My conscience is shiny clean! It still doesn't stop my rockery looking like a couple of pebbles on a slope!

4 Feb, 2012

 

do you have pics to back up your statement?? *s*

as for me, I've got some beach stones, don't know if I'll be able to weld them into "a rockery" sometime, or if it'd look any good if I could.

4 Feb, 2012

 

Yes, Fran, I could zoom outside with my camera right now, but since said the pebbles and slope are under about 70cms of snow, it isn't going to be very edifying! Even the car, parked out in the courtyard, is just one solid lump of white!

4 Feb, 2012

 

lol I didn't meant a pic right now - you've already shown us what lotsa snow looks like!
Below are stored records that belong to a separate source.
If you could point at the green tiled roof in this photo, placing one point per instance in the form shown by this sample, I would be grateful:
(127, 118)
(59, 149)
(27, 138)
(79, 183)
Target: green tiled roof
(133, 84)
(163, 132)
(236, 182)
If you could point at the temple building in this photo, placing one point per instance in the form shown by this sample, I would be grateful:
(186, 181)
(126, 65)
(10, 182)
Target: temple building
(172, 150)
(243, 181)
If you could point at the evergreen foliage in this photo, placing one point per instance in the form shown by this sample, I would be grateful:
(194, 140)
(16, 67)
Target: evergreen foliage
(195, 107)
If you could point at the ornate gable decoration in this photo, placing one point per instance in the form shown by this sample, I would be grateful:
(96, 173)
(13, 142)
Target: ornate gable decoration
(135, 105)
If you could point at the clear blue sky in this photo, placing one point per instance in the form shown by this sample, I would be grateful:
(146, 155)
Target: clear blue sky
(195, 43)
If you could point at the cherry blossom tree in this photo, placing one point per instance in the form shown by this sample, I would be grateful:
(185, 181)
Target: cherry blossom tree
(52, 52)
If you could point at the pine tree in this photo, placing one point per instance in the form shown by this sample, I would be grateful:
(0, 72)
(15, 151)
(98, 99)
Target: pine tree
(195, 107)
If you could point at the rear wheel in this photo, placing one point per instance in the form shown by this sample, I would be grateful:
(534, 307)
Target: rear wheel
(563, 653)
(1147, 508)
There's no rush at all - just that I don't remember seeing any rockery pics on your photos (or maybe I just didn't notice them)

4 Feb, 2012

 

That's because it is totally taken over by the dreaded vinca, and I'm doing everything I can to transfer the "goodies" somewhere they can't be harmed, so I can use systemic weedkiller in the spring, and then re-plant. I've been trying to root out the vinca for years now, but it is very firmly entrenched, and this seems to be the only way forward.

4 Feb, 2012

 

it does sound invasive, and tenaciously so. vinca- isn'ta that periwinkle? something in my memory seems to link the two. Of course, I could go and check and find out!
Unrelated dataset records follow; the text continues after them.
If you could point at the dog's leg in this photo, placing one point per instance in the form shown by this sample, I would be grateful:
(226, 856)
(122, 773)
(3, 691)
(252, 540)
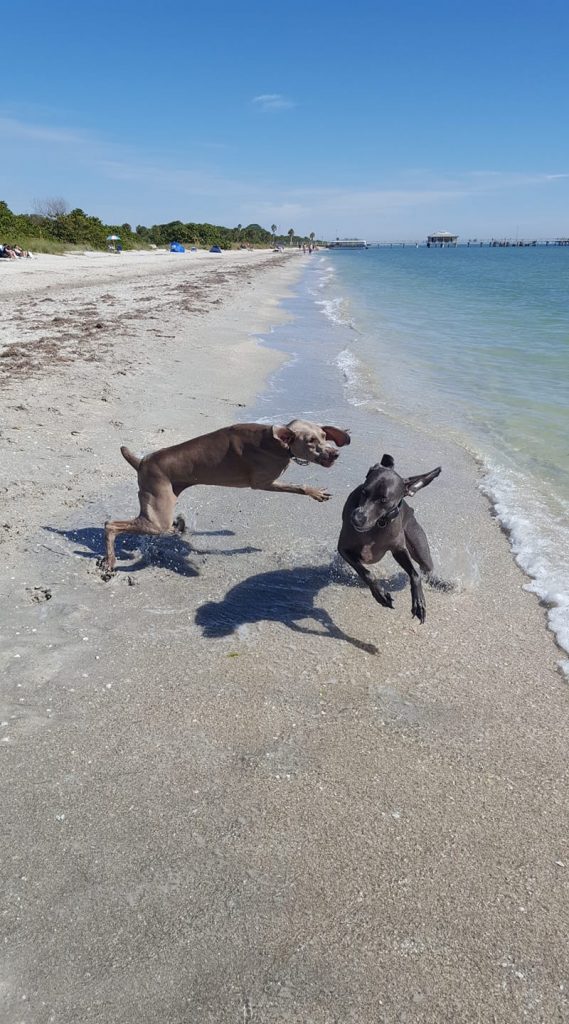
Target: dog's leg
(418, 544)
(419, 608)
(294, 488)
(155, 518)
(381, 595)
(116, 526)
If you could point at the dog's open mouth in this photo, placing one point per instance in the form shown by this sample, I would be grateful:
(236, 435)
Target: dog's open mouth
(327, 459)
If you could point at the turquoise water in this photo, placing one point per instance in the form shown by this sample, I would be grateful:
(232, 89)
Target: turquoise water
(472, 344)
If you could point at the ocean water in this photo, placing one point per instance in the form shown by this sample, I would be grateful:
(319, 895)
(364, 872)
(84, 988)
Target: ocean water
(470, 345)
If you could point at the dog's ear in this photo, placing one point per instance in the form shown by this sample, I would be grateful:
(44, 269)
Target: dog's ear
(283, 435)
(340, 437)
(414, 483)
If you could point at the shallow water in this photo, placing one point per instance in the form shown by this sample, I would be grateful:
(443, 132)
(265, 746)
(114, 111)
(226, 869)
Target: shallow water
(470, 345)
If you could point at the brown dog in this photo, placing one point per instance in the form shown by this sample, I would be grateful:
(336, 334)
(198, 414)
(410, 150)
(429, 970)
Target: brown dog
(246, 455)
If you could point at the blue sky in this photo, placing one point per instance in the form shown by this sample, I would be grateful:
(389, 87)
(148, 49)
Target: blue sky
(378, 119)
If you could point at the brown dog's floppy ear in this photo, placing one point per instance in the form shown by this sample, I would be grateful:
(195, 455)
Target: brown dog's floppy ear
(283, 436)
(340, 437)
(414, 483)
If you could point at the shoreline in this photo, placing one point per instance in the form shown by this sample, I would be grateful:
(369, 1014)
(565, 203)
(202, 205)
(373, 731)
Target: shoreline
(534, 543)
(230, 779)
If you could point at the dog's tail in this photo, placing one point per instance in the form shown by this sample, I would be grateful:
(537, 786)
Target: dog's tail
(133, 459)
Talking off the top of my head (and possibly out of the back of my neck); could you pot up the plants that you want to keep and thoroughly treat the ground, or strip it back to remove the top layer that presumably contains the pest's roots, or concrete over and then rebuild a raised rockery? No idea if any of these would do any good at all, but just chueck 'em in anyway

4 Feb, 2012

 

The problem is that the "rock" bits of the rockery are part of the mountain in places, and the periwinkle roots have insinuated themselves in to the underground fissures and crannies where I can't get at 'em. I tried last year to strip back the top layer of soil, but the vinca roots go incredibly deep, and are tangled with rosebush and cherry tree roots. It needs radical (pun) treatment, so come normal life again, I shall be swathing shrubs and any really big perennials I can't move in thick polythene, and getting in there with the weedkiller, or, failing that, the flamethrower!!!!

5 Feb, 2012

 

ooh, heck, moving bits of the mountain does sound like rather a big job! And sealing off the fissures sounds impossible; you can't seal 'em all and it'll find another way through.
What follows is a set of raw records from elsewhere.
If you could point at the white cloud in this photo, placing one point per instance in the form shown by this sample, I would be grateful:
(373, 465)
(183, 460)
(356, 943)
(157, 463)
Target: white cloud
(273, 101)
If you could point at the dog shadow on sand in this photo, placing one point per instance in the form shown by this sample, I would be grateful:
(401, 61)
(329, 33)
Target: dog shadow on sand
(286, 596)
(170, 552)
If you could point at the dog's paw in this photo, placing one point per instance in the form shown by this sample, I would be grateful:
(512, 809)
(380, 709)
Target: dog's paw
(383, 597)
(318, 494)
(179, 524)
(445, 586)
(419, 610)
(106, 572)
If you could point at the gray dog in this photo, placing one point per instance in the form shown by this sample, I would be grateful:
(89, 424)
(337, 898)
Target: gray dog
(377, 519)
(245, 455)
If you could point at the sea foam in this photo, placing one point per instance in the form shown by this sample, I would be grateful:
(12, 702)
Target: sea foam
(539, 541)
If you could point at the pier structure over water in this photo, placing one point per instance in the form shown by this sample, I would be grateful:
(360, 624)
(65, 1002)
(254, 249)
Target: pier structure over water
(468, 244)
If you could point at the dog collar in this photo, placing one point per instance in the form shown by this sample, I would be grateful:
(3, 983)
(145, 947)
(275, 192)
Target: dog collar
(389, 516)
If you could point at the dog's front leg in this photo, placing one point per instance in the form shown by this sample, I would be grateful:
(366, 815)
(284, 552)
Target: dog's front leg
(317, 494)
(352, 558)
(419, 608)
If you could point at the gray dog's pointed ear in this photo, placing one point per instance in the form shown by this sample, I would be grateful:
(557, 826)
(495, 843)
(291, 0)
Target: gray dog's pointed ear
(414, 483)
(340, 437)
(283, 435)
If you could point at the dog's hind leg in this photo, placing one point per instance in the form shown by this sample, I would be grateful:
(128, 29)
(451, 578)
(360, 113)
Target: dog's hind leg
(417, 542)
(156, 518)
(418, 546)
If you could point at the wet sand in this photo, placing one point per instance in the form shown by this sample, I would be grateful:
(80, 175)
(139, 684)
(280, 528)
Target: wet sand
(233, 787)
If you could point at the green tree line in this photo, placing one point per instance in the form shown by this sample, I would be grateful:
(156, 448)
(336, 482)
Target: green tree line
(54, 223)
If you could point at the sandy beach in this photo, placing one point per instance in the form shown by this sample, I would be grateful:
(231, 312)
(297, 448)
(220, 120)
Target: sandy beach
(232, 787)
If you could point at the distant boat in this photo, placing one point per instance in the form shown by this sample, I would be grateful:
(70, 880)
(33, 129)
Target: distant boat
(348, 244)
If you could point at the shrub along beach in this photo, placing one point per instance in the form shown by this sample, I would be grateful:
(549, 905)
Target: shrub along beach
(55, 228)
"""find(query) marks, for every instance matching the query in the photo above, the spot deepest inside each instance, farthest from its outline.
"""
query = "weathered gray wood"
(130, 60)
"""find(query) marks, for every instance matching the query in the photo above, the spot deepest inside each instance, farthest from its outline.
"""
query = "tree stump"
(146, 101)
I presume this is happens to all the other gardens around you (unless it's targeting you alone) - what are the others doing to combat it, if it happens to them, too?

5 Feb, 2012

 

You are joking, right, Fran? This is farming country. Nobody but us round here has gardens - tubs and windowboxes, yes, but Italian farmers really don't have the time or inclination to plant stuff other than crops into the ground. On top of that, the vinca was PLANTED by my idiotic vendor (English) to cover a difficult slope, it certainly doesn't grow in the wild.

5 Feb, 2012

 

shee, I suppose it's a bit late to get 'em to come back and "made good"? that's probably why it's extra-rampant - taken out of its natural environment and planted somewhere new, no natural checks and balances

5 Feb, 2012

 

I'll check and balance 'em all right, but it won't be natural, and it won't be pretty..........

5 Feb, 2012

 

so long as it's effective, and long-term effective - bad enough you having to do this once, don't want to have to do it on a regular basis ...

5 Feb, 2012

 

I should visit there, I was born in Dorking, but have never been there!

11 Feb, 2012

 

We went to the Youth Hostel a few times - trying to think of the name of it ... Tanner's Hatch. 3/4 mile walk from it to the car park, all uphill ... we had days out at Dorking, Poelsden Lacey and Leith Hill, do you know that one? we went to the folly on top - lol I thought they were saying "Leaf Hill", so much for cockney accent!

The house is huge, but I'm really n ot much into the inside of buildings; oh, there's a room, and there's another one ... the grounds were much better; got some more pics somewhere, some of them almost useable!